A New York Times piece about the birth of the original iPhone has revealed some pretty interesting tidbits about the transformative smartphone.
For one thing, it didn't work. And for another, making it almost drove Apple into the ground.
According to one senior exec, the development cost of the device was more than $150 million, and sucked engineers and staff into the project at the expense of everything else on Apple's agenda.
Andy Grignon, a senior engineer on the phone's radio systems, said that he gained 50 pounds during development and was exhausted by the effort.
"It had been drilled into everyone's head that this was the next big thing to come out of Apple. So you put all these supersmart people with huge egos into very tight, confined quarters, with that kind of pressure, and crazy stuff starts to happen."
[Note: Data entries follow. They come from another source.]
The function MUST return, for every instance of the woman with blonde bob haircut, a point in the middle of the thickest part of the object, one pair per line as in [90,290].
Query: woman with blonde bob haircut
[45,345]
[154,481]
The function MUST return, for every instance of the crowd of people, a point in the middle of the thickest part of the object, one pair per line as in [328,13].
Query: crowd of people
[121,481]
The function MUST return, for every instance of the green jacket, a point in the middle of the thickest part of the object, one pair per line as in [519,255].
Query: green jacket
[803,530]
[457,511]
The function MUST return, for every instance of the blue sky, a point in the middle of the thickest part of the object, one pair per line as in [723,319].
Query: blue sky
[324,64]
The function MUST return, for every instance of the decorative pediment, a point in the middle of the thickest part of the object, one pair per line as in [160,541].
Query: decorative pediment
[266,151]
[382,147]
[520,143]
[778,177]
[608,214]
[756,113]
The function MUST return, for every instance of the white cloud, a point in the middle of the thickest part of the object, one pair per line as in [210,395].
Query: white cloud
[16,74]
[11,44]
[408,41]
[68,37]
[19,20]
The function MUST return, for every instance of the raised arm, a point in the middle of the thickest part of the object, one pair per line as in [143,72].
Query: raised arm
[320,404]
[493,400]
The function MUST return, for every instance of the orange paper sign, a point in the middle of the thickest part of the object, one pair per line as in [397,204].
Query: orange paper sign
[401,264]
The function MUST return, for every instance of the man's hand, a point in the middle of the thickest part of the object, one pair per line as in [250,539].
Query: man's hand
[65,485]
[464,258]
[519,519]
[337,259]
He also said that on the day of the announcement, the phone was almost too buggy to unveil. Grignon said he and his colleagues were drinking from a flask hoping that the demo would hold together.
The piece says that only 100 iPhones had been built by that point, many with huge projects or failures. "Some had noticeable gaps between the screen and the plastic edge; others had scuff marks on the screen. And the software that ran the phone was full of bugs," the Times piece says.
"It worked fine if you sent an e-mail and then surfed the Web. If you did those things in reverse, however, it might not. Hours of trial and error had helped the iPhone team develop what engineers called "the golden path," a specific set of tasks, performed in a specific way and order, that made the phone look as if it worked."